The 2k urethanes reduce with lacquer thinner. They are expensive per gallon but you save in terms of time and build.

I know a company that lays down a barrier coat of shellac first and topcoats over that. Do that at your own risk, even though I do not see the risk. But stepping outside the tech sheets is always at your own risk.

The shellac is a good bonding coat for metal and wood. Use Zinsser's Sealcoat because it is ready-to-spray and it is dewaxed.



From the original questioner:
We have been using epoxy to seal/pore fill. I assume there would be no problems there with the 2K urethanes? The epoxy works well.


From Bob Niemeyer, forum technical advisor:
It looks like everybody has an opinion on 2k PU. Let's look at it this way. CV is now banned in many areas of Europe due to the toxicity of formaldehyde that is released for the life of the coating. This is the nasty stuff that burns your eyes and nose. Doesn't the US government have limits on it for building materials?

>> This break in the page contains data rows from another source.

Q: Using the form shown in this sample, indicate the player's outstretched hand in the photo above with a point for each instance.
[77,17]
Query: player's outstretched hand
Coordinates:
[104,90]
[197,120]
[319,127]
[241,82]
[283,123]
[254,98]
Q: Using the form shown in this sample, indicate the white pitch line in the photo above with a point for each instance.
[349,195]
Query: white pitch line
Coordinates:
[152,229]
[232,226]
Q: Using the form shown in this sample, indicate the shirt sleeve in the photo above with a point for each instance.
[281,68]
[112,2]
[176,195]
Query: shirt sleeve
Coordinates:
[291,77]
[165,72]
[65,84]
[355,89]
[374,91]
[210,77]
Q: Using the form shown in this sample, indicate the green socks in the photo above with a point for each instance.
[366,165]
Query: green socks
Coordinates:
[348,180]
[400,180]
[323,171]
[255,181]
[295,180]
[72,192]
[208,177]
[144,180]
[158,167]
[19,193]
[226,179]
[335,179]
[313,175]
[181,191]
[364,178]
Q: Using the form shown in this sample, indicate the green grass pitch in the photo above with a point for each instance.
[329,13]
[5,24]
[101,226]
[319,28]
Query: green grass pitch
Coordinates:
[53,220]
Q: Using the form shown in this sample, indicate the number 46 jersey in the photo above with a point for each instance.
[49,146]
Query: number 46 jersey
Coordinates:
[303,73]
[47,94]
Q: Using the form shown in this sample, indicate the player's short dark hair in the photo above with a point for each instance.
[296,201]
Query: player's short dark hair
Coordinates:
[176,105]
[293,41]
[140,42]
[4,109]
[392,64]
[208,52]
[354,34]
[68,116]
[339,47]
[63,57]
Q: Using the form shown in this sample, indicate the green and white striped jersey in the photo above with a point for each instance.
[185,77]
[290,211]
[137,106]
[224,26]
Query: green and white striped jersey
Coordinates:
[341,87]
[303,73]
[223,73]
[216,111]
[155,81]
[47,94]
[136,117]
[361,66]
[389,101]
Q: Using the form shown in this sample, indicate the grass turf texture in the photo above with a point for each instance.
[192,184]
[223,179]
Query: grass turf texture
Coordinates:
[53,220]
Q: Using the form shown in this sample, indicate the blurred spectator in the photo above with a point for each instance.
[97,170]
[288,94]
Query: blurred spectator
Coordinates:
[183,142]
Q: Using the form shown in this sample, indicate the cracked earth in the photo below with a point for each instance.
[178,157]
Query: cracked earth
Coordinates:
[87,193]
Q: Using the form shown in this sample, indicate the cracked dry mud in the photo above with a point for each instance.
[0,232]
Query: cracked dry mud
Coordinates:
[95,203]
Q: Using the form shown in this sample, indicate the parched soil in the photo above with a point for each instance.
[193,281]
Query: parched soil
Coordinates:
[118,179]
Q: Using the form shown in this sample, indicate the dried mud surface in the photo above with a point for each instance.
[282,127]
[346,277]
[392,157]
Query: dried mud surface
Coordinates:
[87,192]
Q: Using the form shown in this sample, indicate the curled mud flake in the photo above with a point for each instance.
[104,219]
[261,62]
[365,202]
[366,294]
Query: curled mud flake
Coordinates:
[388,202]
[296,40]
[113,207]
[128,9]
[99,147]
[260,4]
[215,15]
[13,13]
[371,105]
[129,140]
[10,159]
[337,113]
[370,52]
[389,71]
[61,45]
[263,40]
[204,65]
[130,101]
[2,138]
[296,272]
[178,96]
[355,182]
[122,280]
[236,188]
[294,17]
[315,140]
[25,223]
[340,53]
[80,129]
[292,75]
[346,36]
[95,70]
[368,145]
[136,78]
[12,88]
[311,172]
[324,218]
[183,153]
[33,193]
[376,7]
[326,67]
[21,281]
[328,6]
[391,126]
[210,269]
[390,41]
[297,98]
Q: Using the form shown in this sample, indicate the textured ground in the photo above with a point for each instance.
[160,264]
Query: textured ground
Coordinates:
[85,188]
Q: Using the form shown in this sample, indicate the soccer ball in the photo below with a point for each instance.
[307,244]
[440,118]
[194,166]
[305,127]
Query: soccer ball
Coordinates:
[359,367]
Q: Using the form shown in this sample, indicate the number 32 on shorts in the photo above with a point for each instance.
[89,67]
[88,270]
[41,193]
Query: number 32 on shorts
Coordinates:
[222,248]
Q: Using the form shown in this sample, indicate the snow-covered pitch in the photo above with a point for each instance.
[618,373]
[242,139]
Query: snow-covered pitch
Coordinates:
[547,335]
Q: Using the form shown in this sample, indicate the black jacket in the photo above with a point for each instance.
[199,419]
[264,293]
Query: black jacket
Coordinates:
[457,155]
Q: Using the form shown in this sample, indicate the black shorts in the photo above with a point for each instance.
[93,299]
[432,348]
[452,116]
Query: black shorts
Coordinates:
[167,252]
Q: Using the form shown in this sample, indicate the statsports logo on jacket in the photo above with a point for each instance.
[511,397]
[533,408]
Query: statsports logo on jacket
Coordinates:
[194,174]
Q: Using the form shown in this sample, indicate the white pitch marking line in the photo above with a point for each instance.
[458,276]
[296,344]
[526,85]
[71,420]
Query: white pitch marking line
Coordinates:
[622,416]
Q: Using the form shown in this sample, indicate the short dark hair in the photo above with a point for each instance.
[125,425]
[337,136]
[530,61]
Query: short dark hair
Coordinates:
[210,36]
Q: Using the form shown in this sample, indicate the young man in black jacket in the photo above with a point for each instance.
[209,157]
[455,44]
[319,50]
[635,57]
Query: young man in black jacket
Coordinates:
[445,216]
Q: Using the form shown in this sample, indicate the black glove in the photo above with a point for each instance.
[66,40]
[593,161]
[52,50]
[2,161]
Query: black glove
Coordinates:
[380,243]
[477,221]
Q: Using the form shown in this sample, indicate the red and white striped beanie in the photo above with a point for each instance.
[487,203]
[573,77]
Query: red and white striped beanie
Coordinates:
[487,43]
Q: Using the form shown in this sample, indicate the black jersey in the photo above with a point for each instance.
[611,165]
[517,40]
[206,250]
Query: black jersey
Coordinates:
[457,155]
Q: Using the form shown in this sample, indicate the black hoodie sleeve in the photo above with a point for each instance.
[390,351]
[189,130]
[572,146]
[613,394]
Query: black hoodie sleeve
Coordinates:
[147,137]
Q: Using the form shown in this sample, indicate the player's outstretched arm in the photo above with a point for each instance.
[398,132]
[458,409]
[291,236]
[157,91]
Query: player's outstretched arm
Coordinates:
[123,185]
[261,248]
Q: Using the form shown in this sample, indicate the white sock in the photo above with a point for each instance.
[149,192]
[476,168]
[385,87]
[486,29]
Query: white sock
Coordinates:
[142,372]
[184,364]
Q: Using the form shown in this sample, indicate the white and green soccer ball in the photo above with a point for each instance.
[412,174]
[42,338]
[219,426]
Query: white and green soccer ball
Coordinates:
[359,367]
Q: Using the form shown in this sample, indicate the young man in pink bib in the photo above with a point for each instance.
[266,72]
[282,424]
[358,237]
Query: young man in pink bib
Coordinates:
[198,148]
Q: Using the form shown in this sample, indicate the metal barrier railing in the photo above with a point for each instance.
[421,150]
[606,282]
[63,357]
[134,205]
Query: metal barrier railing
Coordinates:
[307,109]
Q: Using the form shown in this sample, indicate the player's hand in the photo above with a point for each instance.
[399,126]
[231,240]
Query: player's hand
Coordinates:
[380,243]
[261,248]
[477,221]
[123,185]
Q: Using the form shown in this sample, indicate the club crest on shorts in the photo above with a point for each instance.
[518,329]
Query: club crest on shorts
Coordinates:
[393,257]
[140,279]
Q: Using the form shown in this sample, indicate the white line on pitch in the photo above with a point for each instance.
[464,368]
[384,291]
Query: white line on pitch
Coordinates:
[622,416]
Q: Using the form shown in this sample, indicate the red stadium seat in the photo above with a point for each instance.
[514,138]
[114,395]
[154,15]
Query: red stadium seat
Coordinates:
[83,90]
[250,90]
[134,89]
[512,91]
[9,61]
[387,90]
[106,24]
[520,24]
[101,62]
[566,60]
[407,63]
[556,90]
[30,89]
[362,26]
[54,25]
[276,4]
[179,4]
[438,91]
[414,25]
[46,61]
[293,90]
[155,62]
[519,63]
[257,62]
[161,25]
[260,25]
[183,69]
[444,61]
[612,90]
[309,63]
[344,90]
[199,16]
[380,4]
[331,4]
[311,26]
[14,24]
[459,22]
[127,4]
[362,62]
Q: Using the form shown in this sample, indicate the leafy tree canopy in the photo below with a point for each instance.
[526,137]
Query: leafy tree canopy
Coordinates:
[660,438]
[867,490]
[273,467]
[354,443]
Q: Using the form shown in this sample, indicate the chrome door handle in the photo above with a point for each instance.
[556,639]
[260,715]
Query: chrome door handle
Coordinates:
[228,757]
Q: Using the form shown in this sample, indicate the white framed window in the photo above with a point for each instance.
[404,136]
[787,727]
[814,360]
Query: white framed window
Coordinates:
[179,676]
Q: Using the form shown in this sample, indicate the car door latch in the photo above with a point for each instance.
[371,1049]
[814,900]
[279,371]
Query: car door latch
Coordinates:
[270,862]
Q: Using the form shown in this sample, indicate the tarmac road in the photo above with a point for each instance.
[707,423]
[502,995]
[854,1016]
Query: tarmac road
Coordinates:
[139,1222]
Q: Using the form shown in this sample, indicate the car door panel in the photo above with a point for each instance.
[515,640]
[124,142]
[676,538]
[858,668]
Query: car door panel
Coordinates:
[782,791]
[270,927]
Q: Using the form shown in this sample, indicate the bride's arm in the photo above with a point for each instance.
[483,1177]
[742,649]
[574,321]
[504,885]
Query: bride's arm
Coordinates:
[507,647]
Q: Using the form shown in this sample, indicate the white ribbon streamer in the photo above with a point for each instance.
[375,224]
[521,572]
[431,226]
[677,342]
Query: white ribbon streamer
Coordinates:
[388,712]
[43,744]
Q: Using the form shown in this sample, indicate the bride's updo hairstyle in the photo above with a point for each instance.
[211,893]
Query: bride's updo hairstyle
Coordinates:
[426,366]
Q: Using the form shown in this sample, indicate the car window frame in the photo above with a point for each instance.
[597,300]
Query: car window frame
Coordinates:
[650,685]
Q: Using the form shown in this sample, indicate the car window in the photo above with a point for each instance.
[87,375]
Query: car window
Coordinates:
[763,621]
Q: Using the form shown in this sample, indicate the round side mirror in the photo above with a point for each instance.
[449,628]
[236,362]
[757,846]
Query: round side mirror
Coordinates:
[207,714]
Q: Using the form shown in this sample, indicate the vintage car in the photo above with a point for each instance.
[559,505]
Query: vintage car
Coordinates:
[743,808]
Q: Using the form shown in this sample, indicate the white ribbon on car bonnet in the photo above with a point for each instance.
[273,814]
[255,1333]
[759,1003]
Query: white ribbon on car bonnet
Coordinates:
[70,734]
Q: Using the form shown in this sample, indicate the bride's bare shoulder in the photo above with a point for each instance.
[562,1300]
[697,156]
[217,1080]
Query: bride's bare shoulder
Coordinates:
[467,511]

The ISO limits in 2k urethane are so low that it is measured in the parts per million and it doesn't even get close to any OSHA limits. Also, ISO has not been proven to cause any type of cancer at all. It has been on the suspected list for over 40 years; if they have not proved it by now, they won't. We have found that all free ISO is mainly gone in the spray booth.

I have finished for several decades, and finished many pieces on location with CV and PU's. I will take PU any day of the week. Also, the customers say that all the smell is gone within the next day with PU, whereas the CV hangs on for weeks and weeks as it cures.

Follow data sheets for the PU you choose to use. Many do not reduce with lacquer thinner. Some do have build limits and many have much higher limits.

ICA wood coatings has won the European "Life" award with an Iso catalyzed waterbased PU. The "Life" award is for products that are sensitive to the environment and contribute to the reduction of pollution. Nobody else has won this award with a 2k waterbased PU.



From the original questioner:
Thanks for all the great info. I'm convinced that I would like to try this stuff out. I'm still trying to locate a supplier, though. I can't find any distributor info on the ICA stuff.


From contributor J:
Chemcraft makes (or at least distributes) 2k poly. Dealers are a little easier to come by for this. Where are you located?


From the original questioner:
Southern IN, near Evansville.

I finally located a SW nearby that carries the Polane 2K urethane. How does the SW stuff stack up against the ILVA/ICA stuff? The SW is $48 a gallon.



From contributor D:
2K is the nuts. I started finishing as an auto body man painting cars with polyester and acrylic urethane basecoat/clearcoat systems and then did wood finishing using the frankly stone age lacquer and conversion varnishes typically used.

2K kills that stuff in every conceivable way and polishes better than anything else available. I have always used an air supplied hood, simply because it's less of a pain than a respirator, so the ISOs don't bother me. On the general subject of ISOs, I agree with Bob.



From contributor G:
Try Rollie Williams Paint Spot in Elkhart.